Car pour exemple, qu'est-il plus vain, que de vouloir deviner Dieu par nos analogies et conjectures : le regler, et le monde, à nostre capacité et à nos loix ? et nous servir aux despens de la divinité, de ce petit eschantillon de suffisance qu'il luy a pleu despartir à nostre naturelle condition ? et par ce que nous ne pouvons estendre nostre veuë jusques en son glorieux siege, l'avoir ramené ça bas à nostre corruption et à nos miseres ?

– Montaigne 

AverroesPythagoreJaune


Ils sont beaux à voir, tous ces théologiens, métaphysiciens, onto-théologiciens, avec leur prétention à tirer Dieu des hommes, c'est-à-dire d'eux-mêmes. La manière dont les philosophes ont exploité le procédé douteux de l'analogie pour essayer avancer dans la connaissance de Dieu est un formidable exemple de la subtilité dont l'homme est capable pour parvenir à ses fins ; et l'histoire de la métaphysique fait bien voir que, plus que la vérité, c'est la consolidation, par tous les moyens possibles, de ses vérités que l'homme recherche. Comment en serait-il autrement, une fois que l'on s'est aperçu, par exemple, que la plupart des grands théologiens et métaphysiciens, de Thomas d'Aquin à Heidegger, ont multiplié les délires d'interprétation au sujet de la Métaphysique d'Aristote, s'efforçant obstinément voir ce qu'ils désiraient y voir, ce qui est aisé avec un texte aussi elliptique et obscur que celui du Stagirite ? Et comment ne pas trouver ridicule cette façon de toujours faire passer une simple analogie permettant éventuellement d'éclairer et de rendre plus facilement compréhensible une réalité ou un concept, pour une prétendue inférence rigoureuse ayant l'ambition de faire connaître une hétérogénéité grâce à une soi-disant similitude de rapport ? 

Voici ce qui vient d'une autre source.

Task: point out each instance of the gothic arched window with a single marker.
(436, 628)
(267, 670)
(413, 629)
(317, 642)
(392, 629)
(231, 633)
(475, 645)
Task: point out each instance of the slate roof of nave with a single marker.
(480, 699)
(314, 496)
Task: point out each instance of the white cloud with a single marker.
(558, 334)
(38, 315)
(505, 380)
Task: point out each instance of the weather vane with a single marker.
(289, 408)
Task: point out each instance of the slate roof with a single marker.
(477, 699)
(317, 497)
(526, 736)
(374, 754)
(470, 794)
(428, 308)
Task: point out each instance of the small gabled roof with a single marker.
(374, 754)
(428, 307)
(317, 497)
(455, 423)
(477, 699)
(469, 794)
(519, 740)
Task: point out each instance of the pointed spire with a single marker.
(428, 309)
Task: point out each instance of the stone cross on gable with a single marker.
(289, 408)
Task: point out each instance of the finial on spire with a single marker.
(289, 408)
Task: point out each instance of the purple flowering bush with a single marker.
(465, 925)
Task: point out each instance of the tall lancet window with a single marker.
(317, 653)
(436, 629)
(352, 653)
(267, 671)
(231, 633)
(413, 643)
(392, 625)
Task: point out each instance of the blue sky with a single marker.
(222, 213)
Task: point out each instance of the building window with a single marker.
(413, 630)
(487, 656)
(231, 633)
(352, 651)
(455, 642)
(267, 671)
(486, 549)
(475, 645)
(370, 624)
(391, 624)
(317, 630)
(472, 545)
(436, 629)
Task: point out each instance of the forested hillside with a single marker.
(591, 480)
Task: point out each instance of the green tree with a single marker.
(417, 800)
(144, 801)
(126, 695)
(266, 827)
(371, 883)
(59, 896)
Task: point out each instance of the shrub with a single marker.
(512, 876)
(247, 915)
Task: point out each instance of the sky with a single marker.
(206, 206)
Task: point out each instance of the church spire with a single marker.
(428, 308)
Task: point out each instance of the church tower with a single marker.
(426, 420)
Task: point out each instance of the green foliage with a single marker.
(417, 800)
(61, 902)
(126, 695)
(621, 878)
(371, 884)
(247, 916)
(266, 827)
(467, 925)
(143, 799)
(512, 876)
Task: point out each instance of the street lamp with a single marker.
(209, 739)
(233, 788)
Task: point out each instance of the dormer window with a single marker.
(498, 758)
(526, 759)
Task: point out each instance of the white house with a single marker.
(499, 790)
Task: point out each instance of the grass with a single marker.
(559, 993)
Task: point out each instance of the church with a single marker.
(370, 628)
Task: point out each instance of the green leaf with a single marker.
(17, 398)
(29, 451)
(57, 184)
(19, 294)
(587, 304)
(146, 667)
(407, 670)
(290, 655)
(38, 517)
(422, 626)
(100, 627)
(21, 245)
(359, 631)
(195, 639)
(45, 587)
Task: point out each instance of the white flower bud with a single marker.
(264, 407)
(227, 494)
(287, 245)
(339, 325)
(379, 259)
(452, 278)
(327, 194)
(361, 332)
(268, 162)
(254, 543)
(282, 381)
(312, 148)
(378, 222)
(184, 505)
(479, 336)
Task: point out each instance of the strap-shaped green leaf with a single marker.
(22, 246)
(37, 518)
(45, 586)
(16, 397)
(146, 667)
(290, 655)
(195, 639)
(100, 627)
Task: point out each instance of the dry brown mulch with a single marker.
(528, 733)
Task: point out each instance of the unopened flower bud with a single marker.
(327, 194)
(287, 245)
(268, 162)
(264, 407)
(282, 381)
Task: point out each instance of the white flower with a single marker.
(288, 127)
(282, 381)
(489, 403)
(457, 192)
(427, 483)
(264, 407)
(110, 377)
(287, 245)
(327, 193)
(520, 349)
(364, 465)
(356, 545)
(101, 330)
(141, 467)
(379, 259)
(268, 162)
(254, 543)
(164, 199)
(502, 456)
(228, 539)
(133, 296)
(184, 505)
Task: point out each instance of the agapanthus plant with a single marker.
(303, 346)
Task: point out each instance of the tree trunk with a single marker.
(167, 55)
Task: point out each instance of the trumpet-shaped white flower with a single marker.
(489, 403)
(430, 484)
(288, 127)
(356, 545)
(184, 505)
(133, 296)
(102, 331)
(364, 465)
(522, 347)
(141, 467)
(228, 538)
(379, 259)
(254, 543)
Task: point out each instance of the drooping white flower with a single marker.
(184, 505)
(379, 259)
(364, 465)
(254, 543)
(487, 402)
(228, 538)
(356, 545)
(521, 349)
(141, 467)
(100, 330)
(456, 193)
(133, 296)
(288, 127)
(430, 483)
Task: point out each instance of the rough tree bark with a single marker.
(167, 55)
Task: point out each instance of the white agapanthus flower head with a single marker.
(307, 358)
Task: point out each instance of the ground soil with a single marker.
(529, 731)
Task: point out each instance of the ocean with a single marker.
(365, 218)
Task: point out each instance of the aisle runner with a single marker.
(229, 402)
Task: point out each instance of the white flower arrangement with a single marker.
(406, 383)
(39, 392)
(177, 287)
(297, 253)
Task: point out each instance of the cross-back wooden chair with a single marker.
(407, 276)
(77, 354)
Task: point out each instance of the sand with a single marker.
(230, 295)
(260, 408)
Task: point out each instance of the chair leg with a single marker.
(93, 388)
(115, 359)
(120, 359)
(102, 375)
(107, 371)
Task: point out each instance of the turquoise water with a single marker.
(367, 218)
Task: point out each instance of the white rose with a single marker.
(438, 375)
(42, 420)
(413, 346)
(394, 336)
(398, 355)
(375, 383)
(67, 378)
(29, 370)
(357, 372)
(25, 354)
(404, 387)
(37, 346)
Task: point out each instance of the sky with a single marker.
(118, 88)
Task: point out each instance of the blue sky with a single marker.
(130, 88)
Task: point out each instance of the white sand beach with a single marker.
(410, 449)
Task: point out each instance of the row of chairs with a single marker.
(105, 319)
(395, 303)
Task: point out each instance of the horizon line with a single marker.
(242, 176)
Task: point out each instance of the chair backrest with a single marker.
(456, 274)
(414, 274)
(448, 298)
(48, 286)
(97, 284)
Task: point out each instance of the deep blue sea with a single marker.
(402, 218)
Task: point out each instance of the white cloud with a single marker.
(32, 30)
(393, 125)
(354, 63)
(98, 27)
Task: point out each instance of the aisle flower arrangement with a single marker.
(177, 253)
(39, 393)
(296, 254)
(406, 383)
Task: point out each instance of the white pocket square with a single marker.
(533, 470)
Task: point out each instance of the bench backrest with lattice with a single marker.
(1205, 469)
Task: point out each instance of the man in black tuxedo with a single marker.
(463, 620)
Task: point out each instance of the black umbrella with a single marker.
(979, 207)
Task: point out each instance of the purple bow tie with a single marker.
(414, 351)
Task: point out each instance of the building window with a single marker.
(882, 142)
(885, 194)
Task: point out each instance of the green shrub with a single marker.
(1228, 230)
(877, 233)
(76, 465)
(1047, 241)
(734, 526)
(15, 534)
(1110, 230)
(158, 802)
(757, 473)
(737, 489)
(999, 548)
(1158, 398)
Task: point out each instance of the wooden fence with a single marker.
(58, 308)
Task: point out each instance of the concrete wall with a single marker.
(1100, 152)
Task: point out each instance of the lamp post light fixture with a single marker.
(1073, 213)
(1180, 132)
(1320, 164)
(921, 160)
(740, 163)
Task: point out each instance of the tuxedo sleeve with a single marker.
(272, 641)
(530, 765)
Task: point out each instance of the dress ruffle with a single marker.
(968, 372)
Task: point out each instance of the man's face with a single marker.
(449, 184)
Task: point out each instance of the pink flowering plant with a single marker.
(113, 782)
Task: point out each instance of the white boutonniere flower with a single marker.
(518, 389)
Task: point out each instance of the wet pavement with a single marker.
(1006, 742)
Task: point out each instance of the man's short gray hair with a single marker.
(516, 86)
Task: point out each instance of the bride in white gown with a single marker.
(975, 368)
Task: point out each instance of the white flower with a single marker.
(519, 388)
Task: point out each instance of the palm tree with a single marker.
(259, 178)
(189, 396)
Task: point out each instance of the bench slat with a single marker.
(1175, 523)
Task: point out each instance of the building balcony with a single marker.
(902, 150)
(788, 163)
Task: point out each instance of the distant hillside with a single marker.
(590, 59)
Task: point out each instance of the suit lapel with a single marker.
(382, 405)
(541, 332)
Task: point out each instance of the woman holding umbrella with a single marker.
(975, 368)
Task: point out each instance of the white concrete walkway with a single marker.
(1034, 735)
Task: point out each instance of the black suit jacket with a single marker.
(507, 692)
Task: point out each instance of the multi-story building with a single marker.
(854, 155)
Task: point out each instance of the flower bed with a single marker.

Prétendre connaître Dieu devrait être encore plus scandaleux pour les croyants sincères que pour les athées ; il y a parfois davantage de ressemblance entre un sceptique et un croyant conscient de la faiblesse de sa raison, qu'entre ce même ce même croyant et le déiste qui, par des procédés aussi astucieux que tordus, a la prétention de démontrer l'existence de Dieu et connaître ses attributs. S'il est facile d'accepter la croyance, même naïve, en Dieu, il est beaucoup plus difficile de tolérer la présomption de ceux qui se gorgent de grands mots, de pompeux raisonnements dont la rigueur n'est qu'apparente, en prétendant sincèrement avoir avancé dans la connaissance de Dieu, alors qu'ils se sont contentés, avec beaucoup d'astuce, d'aligner des abstractions vagues et stériles dont les sceptiques et les esprits scientifiques se rient à juste titre. Le succès de la théorie de l'intelligent design m'effraie.

Même si Dieu ou une quelconque transcendance existait, il demeurerait, par sa nature même, invisible et incompréhensible. Au fond, la croyance la plus respectable en Dieu est celle de Pascal ; c'est la croyance qui est une foi :

"FEU.

DIEU d'Abraham, DIEU d'Isaac, DIEU de Jacob

non des philosophes et des savants."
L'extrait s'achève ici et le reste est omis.